Lembranças das noites quentes de verão Hóspede

- Confesso que estou curiosíssimo, senhora Rockfeller. – A fumaça do cigarro saía da boca dele como uma chaminé, querendo me contaminar de qualquer jeito.
Eu não sei se tinha como dar a notícia de forma lenta e verdadeira ou seria melhor inventar toda uma história bonita por trás. Não éramos nada íntimos para eu passar mais tempo ali e ele não era o tipo de pessoa que parecia ter sentimentos a ponto de eu precisar ter dó do que ele ouviria.

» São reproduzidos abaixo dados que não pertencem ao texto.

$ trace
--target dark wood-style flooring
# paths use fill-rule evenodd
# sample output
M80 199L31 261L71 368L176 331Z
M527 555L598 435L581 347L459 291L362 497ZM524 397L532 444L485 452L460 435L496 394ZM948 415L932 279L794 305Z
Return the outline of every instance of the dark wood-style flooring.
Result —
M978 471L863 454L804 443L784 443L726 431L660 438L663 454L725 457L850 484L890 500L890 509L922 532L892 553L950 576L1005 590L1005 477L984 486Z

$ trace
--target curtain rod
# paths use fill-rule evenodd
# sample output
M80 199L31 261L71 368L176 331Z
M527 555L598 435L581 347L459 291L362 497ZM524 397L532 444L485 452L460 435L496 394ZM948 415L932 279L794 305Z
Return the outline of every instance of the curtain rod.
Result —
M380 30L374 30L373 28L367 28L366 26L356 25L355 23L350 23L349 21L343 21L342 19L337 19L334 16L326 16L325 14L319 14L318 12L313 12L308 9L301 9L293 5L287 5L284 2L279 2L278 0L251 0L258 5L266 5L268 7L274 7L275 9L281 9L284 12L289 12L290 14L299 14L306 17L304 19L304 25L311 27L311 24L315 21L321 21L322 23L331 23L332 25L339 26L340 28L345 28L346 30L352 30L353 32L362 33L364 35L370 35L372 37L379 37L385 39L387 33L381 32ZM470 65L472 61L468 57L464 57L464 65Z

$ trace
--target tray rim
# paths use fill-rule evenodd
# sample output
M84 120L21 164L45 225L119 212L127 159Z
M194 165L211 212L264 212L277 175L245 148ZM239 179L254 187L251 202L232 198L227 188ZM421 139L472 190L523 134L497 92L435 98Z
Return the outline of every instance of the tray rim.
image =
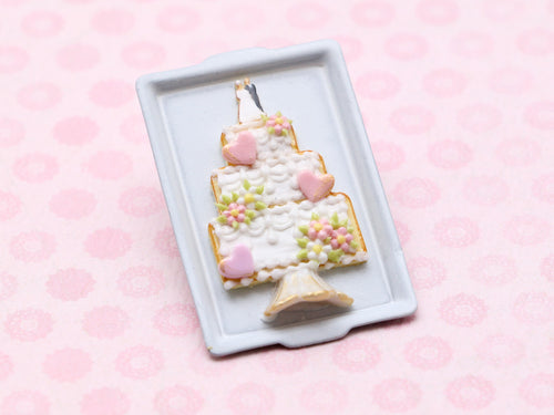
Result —
M163 151L161 148L161 139L166 138L166 134L165 128L161 128L158 125L160 123L156 122L155 117L152 115L156 110L161 112L160 105L157 104L156 93L167 92L172 83L182 79L194 81L195 79L201 79L203 75L205 76L209 73L223 76L222 72L233 72L242 68L246 71L246 68L249 66L261 68L264 60L271 62L276 60L284 61L284 58L288 58L291 61L301 62L314 59L315 56L324 55L328 55L335 61L336 65L334 68L334 75L341 82L343 93L347 96L347 104L349 105L350 111L353 111L357 124L355 127L357 128L357 133L359 133L358 135L366 137L366 145L363 145L362 149L368 159L368 167L370 167L371 174L373 175L372 179L376 180L377 196L380 199L380 206L382 207L380 209L382 215L381 219L384 221L383 225L388 234L387 237L391 239L394 246L391 252L392 257L394 257L394 260L399 261L402 267L402 274L398 276L398 278L401 278L402 282L407 284L408 297L402 299L402 301L394 301L394 299L391 299L391 301L387 303L378 304L371 307L370 309L359 309L348 313L330 315L319 319L317 322L311 324L300 324L299 322L298 324L274 328L274 330L268 330L266 328L263 330L246 331L238 334L227 334L220 330L218 324L214 324L213 321L209 321L209 315L207 314L208 311L206 311L207 304L199 303L202 295L199 290L202 288L198 287L199 284L194 278L189 278L189 276L194 274L194 272L199 271L195 271L193 269L192 260L189 258L191 255L188 250L184 248L186 241L184 241L183 238L185 237L175 231L175 229L177 229L176 224L179 222L181 218L176 217L176 207L174 207L173 200L174 195L171 194L172 188L168 181L171 172L167 172L166 166L164 166ZM253 69L250 69L250 71L253 71ZM193 66L142 75L136 80L135 87L146 124L163 194L182 257L183 267L187 274L187 283L191 288L193 300L196 305L207 350L213 355L227 355L271 344L281 344L287 347L298 347L328 342L347 335L350 330L355 328L403 318L416 312L418 307L416 293L408 276L408 269L402 249L400 247L398 232L392 221L389 204L382 188L382 183L377 170L369 141L367 139L361 114L359 112L350 77L346 69L346 62L340 46L336 41L320 40L280 49L252 48L225 52L213 55ZM216 304L212 304L212 308L215 309ZM264 332L265 335L259 335L259 332ZM280 335L284 332L286 332L286 335ZM293 339L297 338L298 332L300 332L302 340L294 341Z

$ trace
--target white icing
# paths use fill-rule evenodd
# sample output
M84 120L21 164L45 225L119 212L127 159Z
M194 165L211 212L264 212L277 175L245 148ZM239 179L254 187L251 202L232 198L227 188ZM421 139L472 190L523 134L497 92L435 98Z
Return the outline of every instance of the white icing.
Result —
M250 226L242 224L238 229L222 225L216 220L212 224L219 239L220 255L228 255L233 251L233 247L238 243L245 245L253 255L254 269L258 272L257 280L265 281L269 277L276 280L281 277L276 268L287 268L300 262L297 258L300 248L296 239L302 237L302 234L298 227L309 224L312 212L318 214L321 218L330 218L336 212L339 220L343 220L348 218L348 209L349 205L345 196L334 195L317 203L302 200L299 204L288 203L260 210ZM308 248L311 249L315 242L310 243ZM322 245L322 242L320 243ZM336 267L336 263L327 261L328 251L329 248L326 248L319 255L311 256L314 258L308 255L308 259L317 260L321 264L325 263L326 269ZM358 253L342 256L340 263L347 264L363 260L363 257Z
M223 195L230 195L234 191L244 195L243 183L248 180L253 187L264 186L264 194L260 195L259 200L266 205L280 205L305 198L298 188L299 172L310 170L317 174L321 169L321 159L317 153L295 152L264 162L257 160L252 167L219 168L214 170L214 175L217 177L217 185Z
M254 138L256 138L258 160L274 158L275 156L286 157L291 154L297 154L296 149L291 146L293 138L290 135L269 134L261 120L225 128L224 134L227 143L233 143L237 139L238 134L244 129L248 129L254 135Z
M242 131L248 129L256 139L257 159L253 166L226 166L214 170L213 175L222 195L238 195L237 204L243 205L245 195L249 193L256 201L263 201L269 207L257 210L250 225L242 222L237 229L215 219L212 221L223 257L230 255L236 245L245 245L254 259L254 277L226 280L224 288L230 290L255 282L276 281L304 268L317 271L319 268L331 269L366 261L368 253L363 250L342 255L338 263L329 261L330 245L318 240L309 241L306 246L308 261L297 258L301 249L297 238L305 237L298 227L308 225L312 214L328 219L337 214L339 220L345 220L348 218L349 204L343 195L328 196L317 203L307 200L298 188L297 175L305 169L321 173L319 155L314 152L298 153L293 147L291 135L269 134L260 118L261 112L255 106L249 93L237 90L237 97L240 100L242 123L225 128L225 138L232 143ZM252 188L248 190L244 188L245 180L250 184ZM258 186L264 186L261 195L256 194ZM247 208L254 209L254 205L255 203L248 204ZM314 246L318 242L322 247L314 251Z

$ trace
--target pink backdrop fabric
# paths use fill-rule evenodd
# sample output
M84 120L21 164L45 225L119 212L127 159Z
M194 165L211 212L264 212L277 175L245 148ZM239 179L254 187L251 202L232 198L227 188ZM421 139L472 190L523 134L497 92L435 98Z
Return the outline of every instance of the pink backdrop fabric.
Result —
M554 1L0 0L0 414L553 412ZM324 38L419 310L213 360L134 81Z

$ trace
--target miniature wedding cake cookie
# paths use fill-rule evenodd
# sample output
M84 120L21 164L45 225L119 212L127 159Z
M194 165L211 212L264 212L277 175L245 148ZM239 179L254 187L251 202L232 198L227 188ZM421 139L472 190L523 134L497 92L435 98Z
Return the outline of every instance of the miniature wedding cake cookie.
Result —
M212 175L219 215L208 226L224 287L278 282L267 320L302 302L349 307L318 274L368 259L349 197L331 191L322 157L298 149L293 122L267 115L249 80L235 93L238 124L222 134L228 165Z

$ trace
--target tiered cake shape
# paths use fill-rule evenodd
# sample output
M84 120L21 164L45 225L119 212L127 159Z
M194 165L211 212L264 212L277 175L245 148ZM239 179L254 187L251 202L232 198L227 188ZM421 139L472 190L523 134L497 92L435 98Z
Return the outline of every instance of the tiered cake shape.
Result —
M291 121L264 113L249 80L235 92L238 124L222 134L228 165L212 175L219 216L208 227L224 287L278 281L268 320L304 302L350 305L318 276L368 259L350 199L331 193L319 154L299 151Z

- Eu vim lhe contar algo sobre seu passado com Mariane.
Hardlles riu, sem retirar a porra do cigarro da boca, como se aquilo tivesse nascido com ele:
- Jura? Veio me contar algo sobre “meu” passado que eu não saiba? Deixe-me ver... Talvez eu não tenha sabido que sua irmã era uma vadia covarde... Ou quem sabe tenha ficado dúvidas sobre seu pai ser a porra de um filho da puta desgraçado?
- Pelo visto você conhece muito bem a minha família, Hardlles. Então vamos direto ao ponto que você não sabe: você e Mariane tiveram um filho.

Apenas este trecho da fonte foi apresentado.